PURPOSE: Recently, adipose-derived stem cells (ADSCs) have been widely used in therapy such as chronic wounds, ischemic limbs, and lymphedema, due to their ability to release various cytokines. The molecular mechanisms of their paracrine effect remain largely unclear. Previously, basic fibroblast growth factor (bFGF) was reported to increase the proliferative capacity of ADSCs. In this study, we searched for cytokines released from ADSCs upon bFGF stimulation and examined their effects on angiogenesis and lymphatic vessel formation. METHODS: After preliminary experiment, stimulation condition was determined as stimulation with b-FGF concentrations of 20μg/mL for 4 hours as it provided the highest transcription for IL-8 and CXCL-1 in ADSCs. ADSCs were incubated under stimulation conditions and under control serum free medium.

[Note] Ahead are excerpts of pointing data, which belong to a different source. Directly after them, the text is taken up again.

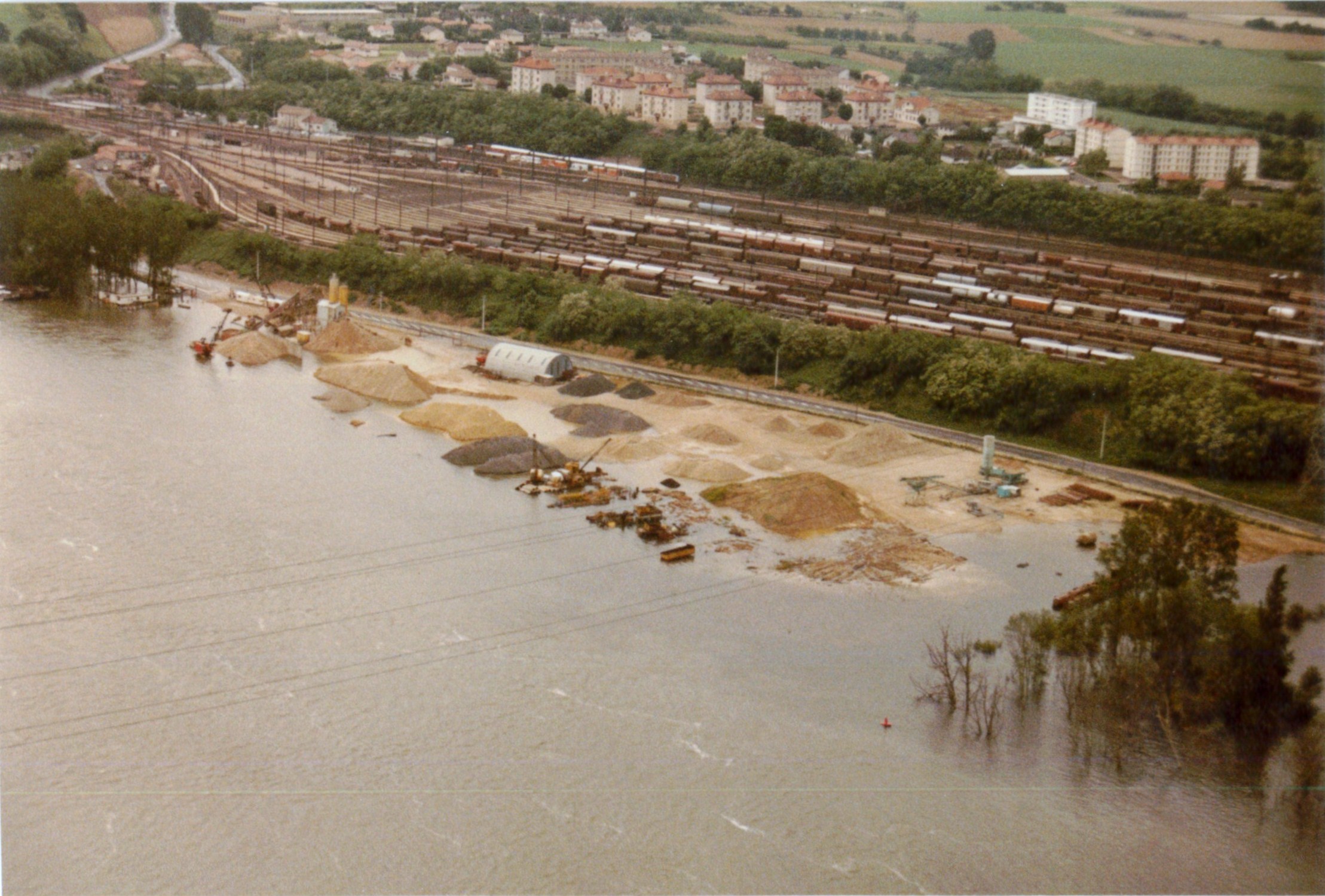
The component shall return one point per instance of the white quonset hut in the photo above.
(521, 362)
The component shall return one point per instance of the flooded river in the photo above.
(249, 649)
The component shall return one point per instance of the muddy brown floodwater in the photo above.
(251, 649)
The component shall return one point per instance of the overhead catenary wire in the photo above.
(375, 672)
(321, 623)
(328, 577)
(275, 568)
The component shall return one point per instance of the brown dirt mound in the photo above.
(378, 380)
(342, 402)
(827, 430)
(715, 435)
(635, 390)
(679, 399)
(463, 422)
(256, 348)
(798, 505)
(486, 449)
(345, 337)
(587, 386)
(886, 553)
(599, 421)
(874, 446)
(705, 470)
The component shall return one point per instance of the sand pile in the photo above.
(380, 380)
(256, 348)
(679, 399)
(587, 386)
(635, 390)
(705, 470)
(875, 446)
(634, 448)
(341, 400)
(827, 430)
(488, 449)
(598, 421)
(799, 505)
(461, 422)
(712, 434)
(345, 337)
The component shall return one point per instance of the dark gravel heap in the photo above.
(635, 390)
(476, 454)
(587, 386)
(599, 421)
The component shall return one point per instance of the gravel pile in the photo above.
(488, 449)
(461, 422)
(380, 380)
(256, 348)
(342, 402)
(635, 390)
(345, 337)
(587, 386)
(596, 421)
(712, 434)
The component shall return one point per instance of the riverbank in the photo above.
(706, 441)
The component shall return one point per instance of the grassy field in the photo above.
(16, 16)
(1242, 78)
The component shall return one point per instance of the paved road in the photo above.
(236, 81)
(1136, 480)
(170, 36)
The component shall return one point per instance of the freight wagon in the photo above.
(1167, 322)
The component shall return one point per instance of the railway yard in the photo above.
(837, 265)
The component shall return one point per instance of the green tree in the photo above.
(194, 23)
(982, 44)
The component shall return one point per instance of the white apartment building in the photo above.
(529, 76)
(799, 106)
(870, 109)
(667, 106)
(615, 96)
(715, 82)
(1198, 158)
(916, 112)
(778, 82)
(585, 78)
(1092, 134)
(1059, 111)
(728, 108)
(589, 29)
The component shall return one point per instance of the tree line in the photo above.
(50, 47)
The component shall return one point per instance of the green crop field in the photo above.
(1243, 78)
(16, 16)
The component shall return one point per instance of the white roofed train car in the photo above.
(528, 363)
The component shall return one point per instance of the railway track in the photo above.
(847, 267)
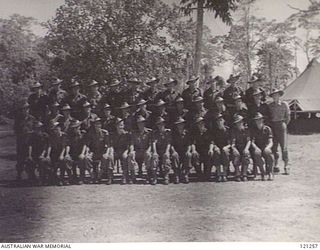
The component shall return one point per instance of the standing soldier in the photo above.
(23, 125)
(203, 150)
(121, 142)
(94, 96)
(212, 92)
(258, 107)
(113, 97)
(221, 138)
(162, 146)
(126, 116)
(87, 117)
(107, 118)
(182, 145)
(179, 111)
(151, 95)
(53, 116)
(169, 95)
(59, 154)
(75, 100)
(38, 101)
(219, 108)
(279, 118)
(66, 118)
(261, 141)
(133, 94)
(191, 92)
(98, 142)
(240, 143)
(142, 140)
(159, 111)
(56, 94)
(78, 151)
(239, 108)
(248, 97)
(142, 110)
(37, 146)
(231, 91)
(196, 110)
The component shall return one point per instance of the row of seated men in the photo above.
(158, 136)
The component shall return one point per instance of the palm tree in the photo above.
(221, 9)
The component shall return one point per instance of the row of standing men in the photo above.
(69, 132)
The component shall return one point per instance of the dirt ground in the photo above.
(287, 209)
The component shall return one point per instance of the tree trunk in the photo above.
(247, 27)
(198, 45)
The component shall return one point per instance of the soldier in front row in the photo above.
(162, 145)
(279, 120)
(240, 144)
(261, 142)
(142, 142)
(181, 161)
(99, 143)
(23, 126)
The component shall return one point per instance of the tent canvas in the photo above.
(305, 90)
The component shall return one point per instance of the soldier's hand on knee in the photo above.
(267, 151)
(257, 151)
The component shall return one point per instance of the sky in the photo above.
(43, 10)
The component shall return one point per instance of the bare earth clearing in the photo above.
(287, 209)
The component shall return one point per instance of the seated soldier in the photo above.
(240, 143)
(203, 150)
(239, 108)
(141, 141)
(142, 110)
(66, 118)
(182, 145)
(87, 116)
(98, 142)
(221, 138)
(37, 148)
(162, 147)
(23, 125)
(261, 142)
(59, 154)
(107, 118)
(78, 152)
(158, 111)
(126, 116)
(122, 150)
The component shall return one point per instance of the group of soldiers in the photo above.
(150, 133)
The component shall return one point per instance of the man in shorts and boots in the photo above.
(279, 120)
(182, 146)
(98, 142)
(37, 147)
(221, 138)
(141, 141)
(162, 145)
(78, 152)
(261, 143)
(23, 125)
(240, 143)
(121, 148)
(203, 150)
(59, 155)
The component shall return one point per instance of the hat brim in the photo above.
(180, 122)
(192, 80)
(175, 82)
(237, 121)
(258, 118)
(281, 93)
(153, 82)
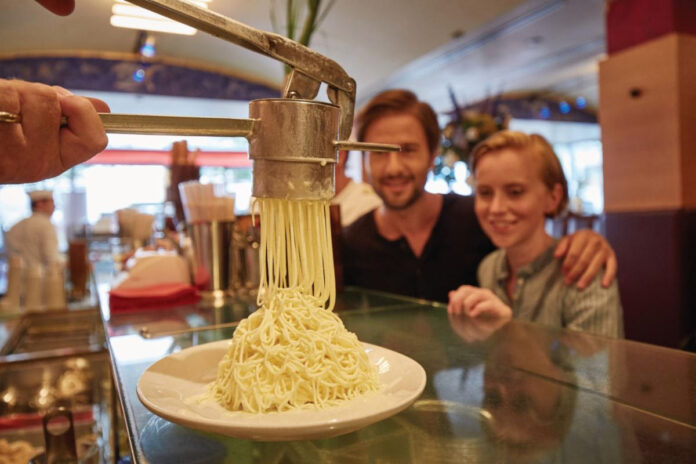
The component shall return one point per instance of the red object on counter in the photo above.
(153, 297)
(633, 22)
(35, 419)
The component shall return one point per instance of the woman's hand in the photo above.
(474, 301)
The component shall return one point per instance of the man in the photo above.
(354, 198)
(34, 239)
(33, 145)
(422, 244)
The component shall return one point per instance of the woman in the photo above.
(519, 183)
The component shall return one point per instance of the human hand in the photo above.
(476, 329)
(37, 147)
(585, 253)
(474, 301)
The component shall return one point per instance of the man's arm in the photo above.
(584, 254)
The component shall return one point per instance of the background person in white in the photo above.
(35, 238)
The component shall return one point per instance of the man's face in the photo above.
(398, 177)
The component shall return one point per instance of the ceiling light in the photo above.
(133, 17)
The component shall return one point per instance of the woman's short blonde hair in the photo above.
(536, 145)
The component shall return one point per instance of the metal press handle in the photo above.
(364, 146)
(280, 48)
(308, 68)
(174, 125)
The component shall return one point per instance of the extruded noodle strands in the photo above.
(294, 351)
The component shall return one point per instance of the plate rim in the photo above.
(284, 431)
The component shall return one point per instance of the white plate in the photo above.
(173, 388)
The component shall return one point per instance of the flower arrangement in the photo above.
(467, 127)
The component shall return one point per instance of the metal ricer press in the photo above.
(293, 140)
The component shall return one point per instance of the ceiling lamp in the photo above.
(134, 17)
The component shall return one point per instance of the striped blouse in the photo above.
(541, 296)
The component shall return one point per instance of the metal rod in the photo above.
(174, 125)
(145, 331)
(273, 45)
(362, 146)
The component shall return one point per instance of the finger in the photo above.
(473, 299)
(576, 243)
(593, 268)
(610, 271)
(99, 105)
(9, 98)
(84, 135)
(579, 257)
(41, 129)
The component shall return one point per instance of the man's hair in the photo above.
(399, 101)
(536, 145)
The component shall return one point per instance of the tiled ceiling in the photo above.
(476, 47)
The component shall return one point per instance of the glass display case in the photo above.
(516, 393)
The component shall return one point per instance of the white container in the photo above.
(15, 270)
(54, 288)
(33, 288)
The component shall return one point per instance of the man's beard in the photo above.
(400, 207)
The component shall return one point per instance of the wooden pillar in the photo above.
(648, 120)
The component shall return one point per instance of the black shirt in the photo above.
(450, 258)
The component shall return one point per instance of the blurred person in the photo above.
(354, 198)
(34, 239)
(422, 244)
(519, 182)
(33, 145)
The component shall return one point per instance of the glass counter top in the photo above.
(516, 393)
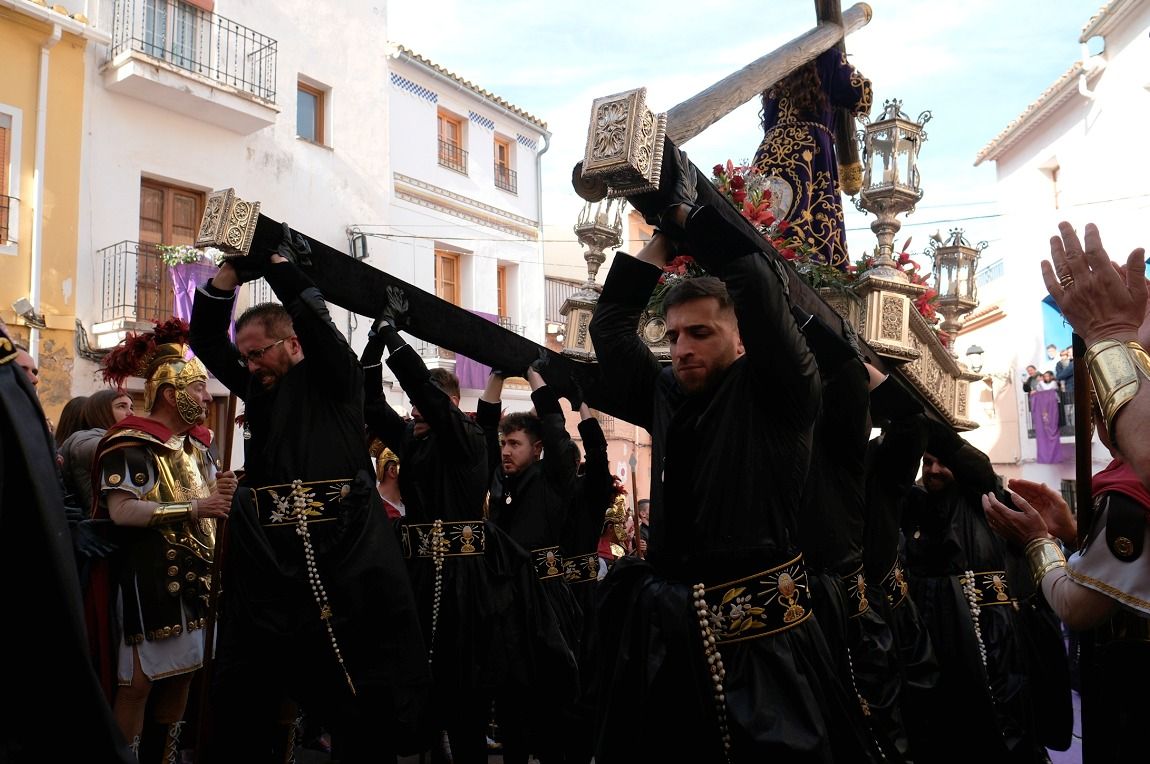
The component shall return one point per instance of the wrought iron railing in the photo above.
(135, 285)
(198, 41)
(506, 178)
(452, 157)
(1066, 428)
(506, 322)
(428, 351)
(6, 209)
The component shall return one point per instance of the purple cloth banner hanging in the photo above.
(472, 374)
(1044, 417)
(185, 279)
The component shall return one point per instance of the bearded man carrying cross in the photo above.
(713, 635)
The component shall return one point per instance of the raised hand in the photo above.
(219, 503)
(1020, 526)
(1098, 299)
(1049, 503)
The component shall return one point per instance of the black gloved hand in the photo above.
(943, 441)
(294, 247)
(90, 539)
(395, 311)
(575, 396)
(676, 186)
(541, 364)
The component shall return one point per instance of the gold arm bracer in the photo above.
(1043, 556)
(170, 512)
(1114, 369)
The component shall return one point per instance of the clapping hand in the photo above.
(1097, 298)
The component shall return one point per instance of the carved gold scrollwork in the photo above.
(891, 327)
(228, 222)
(610, 130)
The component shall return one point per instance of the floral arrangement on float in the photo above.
(178, 254)
(749, 191)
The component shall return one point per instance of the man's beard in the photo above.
(190, 411)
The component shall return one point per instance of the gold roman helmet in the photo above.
(385, 457)
(161, 358)
(173, 364)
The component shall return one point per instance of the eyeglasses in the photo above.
(258, 353)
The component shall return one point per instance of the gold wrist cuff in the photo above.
(173, 512)
(1043, 555)
(1114, 373)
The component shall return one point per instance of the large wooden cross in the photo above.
(237, 227)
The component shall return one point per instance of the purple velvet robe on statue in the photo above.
(1044, 418)
(797, 157)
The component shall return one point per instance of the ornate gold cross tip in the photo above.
(625, 144)
(228, 223)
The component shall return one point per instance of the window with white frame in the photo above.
(10, 128)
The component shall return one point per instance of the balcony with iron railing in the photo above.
(452, 157)
(506, 322)
(506, 178)
(7, 216)
(137, 287)
(199, 63)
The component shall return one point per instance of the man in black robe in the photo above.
(595, 490)
(316, 605)
(891, 465)
(974, 604)
(531, 495)
(464, 589)
(832, 529)
(58, 711)
(711, 639)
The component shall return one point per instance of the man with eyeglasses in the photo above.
(316, 605)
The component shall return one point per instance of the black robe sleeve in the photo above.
(208, 337)
(434, 404)
(775, 348)
(561, 459)
(488, 415)
(627, 363)
(331, 358)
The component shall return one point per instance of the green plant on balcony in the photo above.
(176, 254)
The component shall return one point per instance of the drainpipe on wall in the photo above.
(41, 132)
(1091, 65)
(538, 191)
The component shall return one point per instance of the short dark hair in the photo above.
(445, 381)
(698, 288)
(98, 407)
(273, 316)
(521, 420)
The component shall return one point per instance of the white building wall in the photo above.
(1101, 178)
(462, 213)
(317, 189)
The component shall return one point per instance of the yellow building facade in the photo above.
(41, 119)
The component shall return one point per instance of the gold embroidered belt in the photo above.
(895, 585)
(582, 568)
(760, 604)
(797, 123)
(547, 562)
(286, 504)
(460, 539)
(991, 586)
(855, 583)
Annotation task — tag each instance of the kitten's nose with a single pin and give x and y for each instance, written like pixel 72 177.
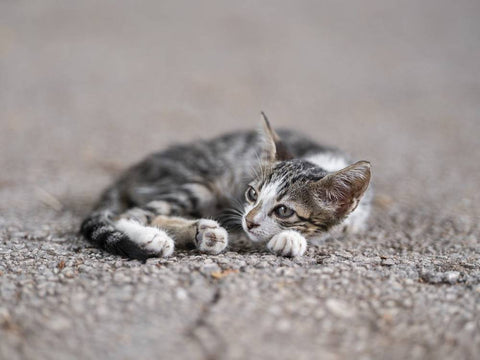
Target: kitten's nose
pixel 250 224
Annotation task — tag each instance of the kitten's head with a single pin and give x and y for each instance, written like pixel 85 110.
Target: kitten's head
pixel 294 194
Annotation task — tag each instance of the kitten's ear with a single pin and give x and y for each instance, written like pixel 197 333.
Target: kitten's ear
pixel 341 191
pixel 275 150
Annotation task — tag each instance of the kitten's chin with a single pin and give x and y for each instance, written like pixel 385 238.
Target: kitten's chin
pixel 252 237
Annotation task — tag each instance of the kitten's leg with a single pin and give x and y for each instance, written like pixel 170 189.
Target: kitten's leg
pixel 288 243
pixel 207 235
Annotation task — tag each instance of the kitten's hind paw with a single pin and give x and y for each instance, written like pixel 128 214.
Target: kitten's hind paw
pixel 149 240
pixel 211 237
pixel 288 243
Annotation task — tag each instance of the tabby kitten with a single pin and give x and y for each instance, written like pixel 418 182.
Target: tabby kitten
pixel 293 190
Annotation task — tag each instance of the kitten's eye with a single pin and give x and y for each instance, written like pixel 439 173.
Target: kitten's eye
pixel 251 194
pixel 283 212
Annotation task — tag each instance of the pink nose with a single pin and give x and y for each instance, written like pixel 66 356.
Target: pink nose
pixel 250 224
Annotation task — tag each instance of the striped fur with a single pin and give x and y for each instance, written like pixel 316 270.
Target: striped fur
pixel 207 179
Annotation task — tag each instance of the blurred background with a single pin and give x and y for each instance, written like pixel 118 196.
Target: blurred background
pixel 88 87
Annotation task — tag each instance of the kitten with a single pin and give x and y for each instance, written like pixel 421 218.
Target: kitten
pixel 293 189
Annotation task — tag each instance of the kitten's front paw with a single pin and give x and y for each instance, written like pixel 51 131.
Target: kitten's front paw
pixel 211 237
pixel 288 243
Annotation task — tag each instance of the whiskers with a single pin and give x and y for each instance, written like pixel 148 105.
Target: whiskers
pixel 231 218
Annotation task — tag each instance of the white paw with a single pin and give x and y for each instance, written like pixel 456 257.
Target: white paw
pixel 288 243
pixel 150 239
pixel 211 237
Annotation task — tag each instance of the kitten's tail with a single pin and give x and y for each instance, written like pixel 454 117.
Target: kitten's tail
pixel 99 228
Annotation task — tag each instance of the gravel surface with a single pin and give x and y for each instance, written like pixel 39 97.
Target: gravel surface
pixel 86 89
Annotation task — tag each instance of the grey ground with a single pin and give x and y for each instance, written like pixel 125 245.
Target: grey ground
pixel 86 89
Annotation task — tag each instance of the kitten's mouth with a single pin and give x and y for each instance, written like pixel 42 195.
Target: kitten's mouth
pixel 249 233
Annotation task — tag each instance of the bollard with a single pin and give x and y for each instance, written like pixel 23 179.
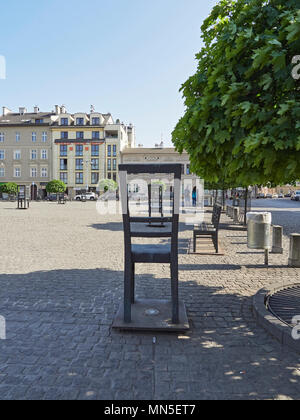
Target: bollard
pixel 236 213
pixel 294 259
pixel 277 240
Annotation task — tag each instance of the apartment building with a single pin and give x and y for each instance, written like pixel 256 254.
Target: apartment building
pixel 26 149
pixel 87 147
pixel 80 149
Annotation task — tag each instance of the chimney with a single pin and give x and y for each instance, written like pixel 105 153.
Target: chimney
pixel 6 111
pixel 22 110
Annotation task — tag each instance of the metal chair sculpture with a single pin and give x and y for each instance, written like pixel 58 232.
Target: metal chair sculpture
pixel 23 198
pixel 152 208
pixel 136 254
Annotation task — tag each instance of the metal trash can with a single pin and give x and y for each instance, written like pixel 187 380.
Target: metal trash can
pixel 259 230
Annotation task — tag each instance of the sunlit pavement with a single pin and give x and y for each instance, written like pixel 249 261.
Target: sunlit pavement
pixel 61 283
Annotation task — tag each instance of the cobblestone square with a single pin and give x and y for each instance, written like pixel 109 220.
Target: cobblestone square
pixel 61 283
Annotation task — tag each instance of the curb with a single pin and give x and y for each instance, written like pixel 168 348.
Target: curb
pixel 276 328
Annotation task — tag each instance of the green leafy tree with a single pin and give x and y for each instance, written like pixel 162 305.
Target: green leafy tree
pixel 56 187
pixel 108 185
pixel 9 188
pixel 241 124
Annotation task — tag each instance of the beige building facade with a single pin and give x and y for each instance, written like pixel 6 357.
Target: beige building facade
pixel 26 149
pixel 79 149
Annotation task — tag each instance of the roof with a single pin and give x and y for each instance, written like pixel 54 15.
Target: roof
pixel 154 150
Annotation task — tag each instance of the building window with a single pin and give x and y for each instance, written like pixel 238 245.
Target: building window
pixel 17 155
pixel 64 177
pixel 96 135
pixel 63 150
pixel 79 164
pixel 95 177
pixel 95 121
pixel 44 137
pixel 79 178
pixel 33 172
pixel 95 149
pixel 33 155
pixel 17 172
pixel 44 154
pixel 79 121
pixel 79 150
pixel 79 135
pixel 44 172
pixel 63 164
pixel 95 164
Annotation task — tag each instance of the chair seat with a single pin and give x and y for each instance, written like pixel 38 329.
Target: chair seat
pixel 204 228
pixel 151 253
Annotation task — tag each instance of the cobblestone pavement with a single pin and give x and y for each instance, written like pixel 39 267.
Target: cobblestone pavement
pixel 61 282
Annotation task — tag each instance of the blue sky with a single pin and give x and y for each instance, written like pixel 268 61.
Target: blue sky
pixel 127 57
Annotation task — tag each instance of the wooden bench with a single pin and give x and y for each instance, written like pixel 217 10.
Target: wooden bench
pixel 209 229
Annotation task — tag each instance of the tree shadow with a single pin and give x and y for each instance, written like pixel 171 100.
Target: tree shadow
pixel 60 343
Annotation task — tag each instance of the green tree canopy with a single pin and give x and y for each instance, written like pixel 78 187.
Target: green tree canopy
pixel 9 188
pixel 243 106
pixel 56 187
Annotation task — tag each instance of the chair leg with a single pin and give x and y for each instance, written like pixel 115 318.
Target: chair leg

Expression of cytokines was measured with qRT-PCR. Tube formation assay was conducted evaluating Human umbilical vein endothelial cells (HUVECs), Telomerase-immortalized human microvascular endothelium cells expressing green fluorescence protein (TIME-GFP), and Human dermal lymphatic endothelial cells (HDLECs) co-cultured with recombinant IL-8 or CXCL-1, and with conditioned media of bFGF-stimulated ADSCs. Neutralizing antibodies (NAb) for IL-8 and CXCL-1 were used to assess interference of these factors. RESULTS: After stimulation with bFGF, qRT-PCR analysis showed gene expression of CXCL1, HB-EGF, IL1B, and IL8 was upregulated. Further confirmation by ELISA revealed that the secretion of CXCL1 and IL8 was promoted by bFGF. Promotion of CXCL1 and IL8 induction by bFGF was observed regardless of age, race, and gender by qRT-PCR analysis. Tube formation assay demonstrated an increased rate of tube formation for HUVEC, TIME-GFP, and HDLEC when independently co-cultured with CXCL-1 or IL-8 or with conditioned media of bFGF-stimulated ADSCs in comparison to their controls (p <.05). IL-8 NAb in conjunction with CXCL-1 NAb significantly reduced the rate of formation for HUVEC and TIME-GFP (p <.05). CONCLUSION: Our findings suggest that bFGF stimulation promotes the release of CXCL1 and IL8 from ADSCs, regardless of age, race and gender in this study. These cytokines significantly promoted angiogenesis, and lymphatic vessel formation and may promote wound healing and engraftment of transplanted fat, as well as lymphatic vessel regeneration in lymphedema.